Job Description :
Role: Lead Application Security Engineer
Location: Downtown Cincinnati, OH
Type of Engagement: 6-month+
Mode of interview: will do skpe/webex
No H1B and OPT EAD
Description:
Be Here. Be Great. Working for a leader in the insurance industry means opportunity for you. Great American Insurance Group, a member of American Financial Group, is a Fortune 500 company consistently recognized as a top place to work. We combine a "small company" culture where your ideas will be heard with "big company" expertise to help you succeed. With over 30 specialty property and casualty operations and a variety of financial services, there are always opportunities here to learn and grow.
Responsibilities:
The Lead Application Security Engineer will be responsible for creating and managing the process, procedures and tooling of the application security program. This is a leadership, as well as hands-on, role requiring an application security professional who has a solid background in application development and coding experience, combined with an understanding of Information Security and Secure Coding / Secure Software Development principles. As the Application Security program is built, this role will be responsible for driving the buildout of standards and collaborating with the Business Units to implement those standards and tools.

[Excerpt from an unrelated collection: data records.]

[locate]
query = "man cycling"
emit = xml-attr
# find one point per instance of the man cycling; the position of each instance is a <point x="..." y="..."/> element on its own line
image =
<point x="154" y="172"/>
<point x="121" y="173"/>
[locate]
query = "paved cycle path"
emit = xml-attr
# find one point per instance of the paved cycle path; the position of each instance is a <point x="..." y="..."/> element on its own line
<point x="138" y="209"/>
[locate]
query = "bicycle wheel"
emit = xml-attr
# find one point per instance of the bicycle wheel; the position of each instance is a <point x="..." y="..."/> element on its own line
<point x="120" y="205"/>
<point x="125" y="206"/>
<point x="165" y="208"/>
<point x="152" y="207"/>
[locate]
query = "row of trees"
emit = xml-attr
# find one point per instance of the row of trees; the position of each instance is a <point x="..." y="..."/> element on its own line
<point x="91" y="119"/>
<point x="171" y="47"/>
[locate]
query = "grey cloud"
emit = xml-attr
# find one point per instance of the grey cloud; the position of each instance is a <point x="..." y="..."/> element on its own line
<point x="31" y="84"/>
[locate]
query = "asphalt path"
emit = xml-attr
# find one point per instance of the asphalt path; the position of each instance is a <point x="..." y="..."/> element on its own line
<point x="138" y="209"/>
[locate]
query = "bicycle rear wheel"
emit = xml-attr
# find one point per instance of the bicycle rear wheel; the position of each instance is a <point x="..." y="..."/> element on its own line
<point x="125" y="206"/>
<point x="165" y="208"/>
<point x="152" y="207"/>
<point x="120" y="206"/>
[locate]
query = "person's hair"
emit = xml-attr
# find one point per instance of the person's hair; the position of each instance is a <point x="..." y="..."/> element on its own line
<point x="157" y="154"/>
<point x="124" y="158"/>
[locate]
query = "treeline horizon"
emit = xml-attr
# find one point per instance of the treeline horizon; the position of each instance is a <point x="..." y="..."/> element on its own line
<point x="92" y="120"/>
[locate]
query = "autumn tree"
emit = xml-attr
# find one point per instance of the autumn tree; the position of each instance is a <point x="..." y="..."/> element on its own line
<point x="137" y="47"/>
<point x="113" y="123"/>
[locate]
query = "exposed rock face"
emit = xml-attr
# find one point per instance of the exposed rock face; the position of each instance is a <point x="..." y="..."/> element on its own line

Responsibilities and Duties:
Work in conjunction with the Architecture team to lead the development of the Application Security program for the Enterprise
Provide strong leadership and cross-functional / stakeholder communications
Work with the Architecture team to select and lead deployment of tools as necessary to expand the program. Integrate those into the SDLC for automation and assistance to developers.
Execute the scanning tools. Reviewing results and coordinating with the Application Development teams the tracking and remediation of findings.
Assist the Development teams with code reviews and integrating security into the multiple SDLC processes.
Work with the internal Cyber Threat Team on scheduling penetration tests of critical applications and work with those development teams on remediation of findings.
Work with architecture teams to build, execute, and track a roadmap of Application Security maturity
Build and maintain documentation related to the application security program including the development of, or updates to, new or currently established baselines for secure application development.
Build relationships with the key teams in the enterprise including: application development teams, project management organization, hosting, and information security
Escalate to senior leadership any major concerns with applications in the organization due to security risk. These can be detected through tools, manual or third party testing
Track metrics and the reporting of those metrics to help the organization understand the program success
Evaluate new security trends and technologies
Participate as necessary as a subject matter expert in the incident response program as well as other enterprise wide application programs.
Consulting with Business Unit Application Development teams on best practices
Other duties as assigned.
Knowledge and Skills:
Bachelor’s degree in related discipline with 5 or more years experience
Experience working within a Secure SDLC environment
Experience with application assessment tools (SAST and DAST)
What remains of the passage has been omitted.